#matrix_completion

On Optimization

Statisticians get their first taste of optimization when they learn about penalized linear regression: \[ \begin{align*} \min_{\beta} \norm{Y - X \beta}_2^2 + \lambda\norm{\beta}_p. \end{align*} \] It turns out that there’s an equivalent formulation (as a constrained minimization) that provides a little more intuition: \[ \begin{align*} \min \norm{Y - X \beta}_2^2 \text{ s.t. } \norm{\beta}_p \leq s, \end{align*} \]

Figure 1: The OG image.

where there is a one-to-one relation between \(\lambda\) and \(s\). This different view provides a geometric interpretation: depending on the geometry induced by the \(l_p\) ball that is the constraint set, you’re going to get different kinds of solutions (see Fig. 1).

Note that the above equivalence is exact only when the loss and the penalty are both convex. In the #matrix_completion setting, with our penalty, this is no longer the case.

The (classical) convex program (Candes and Recht ⊕2009Candes, Emmanuel J, and Benjamin Recht. 2009. “Exact matrix completion via convex optimization.” Foundations of Computational Mathematics 9 (6): 717–72.) is given by: \[ \begin{align*} \min \norm{ W }_\star \text{ s.t. } \norm{ \mathcal{A}(W) - y }_2^2 \leq \epsilon, \end{align*} \] where setting \(\epsilon = 0\) reduces to the noise-less setting.
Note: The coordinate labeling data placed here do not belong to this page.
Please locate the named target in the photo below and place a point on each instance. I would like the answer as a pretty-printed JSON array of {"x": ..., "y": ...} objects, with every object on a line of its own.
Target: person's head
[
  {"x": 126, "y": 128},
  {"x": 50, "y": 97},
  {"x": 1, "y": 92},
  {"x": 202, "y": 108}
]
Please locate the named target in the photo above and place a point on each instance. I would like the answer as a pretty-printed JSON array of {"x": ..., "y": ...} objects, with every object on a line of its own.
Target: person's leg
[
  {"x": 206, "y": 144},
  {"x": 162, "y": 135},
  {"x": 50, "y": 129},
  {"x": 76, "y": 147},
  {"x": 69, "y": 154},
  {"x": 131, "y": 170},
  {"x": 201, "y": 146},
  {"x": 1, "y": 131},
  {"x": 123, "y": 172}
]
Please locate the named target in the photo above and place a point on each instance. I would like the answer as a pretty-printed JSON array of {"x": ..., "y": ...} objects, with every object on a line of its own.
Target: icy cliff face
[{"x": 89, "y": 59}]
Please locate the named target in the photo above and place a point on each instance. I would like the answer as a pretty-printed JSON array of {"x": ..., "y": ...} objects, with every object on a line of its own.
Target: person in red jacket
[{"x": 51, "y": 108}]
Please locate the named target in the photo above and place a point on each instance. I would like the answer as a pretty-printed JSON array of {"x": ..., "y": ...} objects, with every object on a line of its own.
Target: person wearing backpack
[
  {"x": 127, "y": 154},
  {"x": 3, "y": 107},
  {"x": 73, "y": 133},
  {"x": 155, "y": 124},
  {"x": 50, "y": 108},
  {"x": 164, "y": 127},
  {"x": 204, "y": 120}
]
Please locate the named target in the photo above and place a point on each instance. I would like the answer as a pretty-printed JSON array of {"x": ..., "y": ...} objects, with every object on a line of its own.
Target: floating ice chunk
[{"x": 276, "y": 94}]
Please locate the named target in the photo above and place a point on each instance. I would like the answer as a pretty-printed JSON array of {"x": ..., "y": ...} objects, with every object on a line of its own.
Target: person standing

The more recent development using a penalized linear model is given by: \[ \begin{align*} \min_{W} \norm{ \mathcal{A}(W) - y }_2^2 + \lambda \norm{W}_{\star} \end{align*} \] Since they’re both convex, you have equivalence just like for the Lasso.11 I’m pretty sure that people have profitably used this equivalence in this context.

Non-Convex

What happens when we move to non-convex penalties though? Then, I think what you have is a duality gap (I could be wrong). If we use our penalty \(\frac{\norm{W}_{\star}}{\norm{W}_{F}}\), then these two views are no longer equivalent. And here I think actually going back to the penalized loss function gives better results. For one thing, it’s no longer a convex program, amenable to simple solvers.

In our experiments we find that running Adam on this penalized loss function gives great results. My speculation is that this might be the way to solve non-convex programs (I’m sure people have thought about this).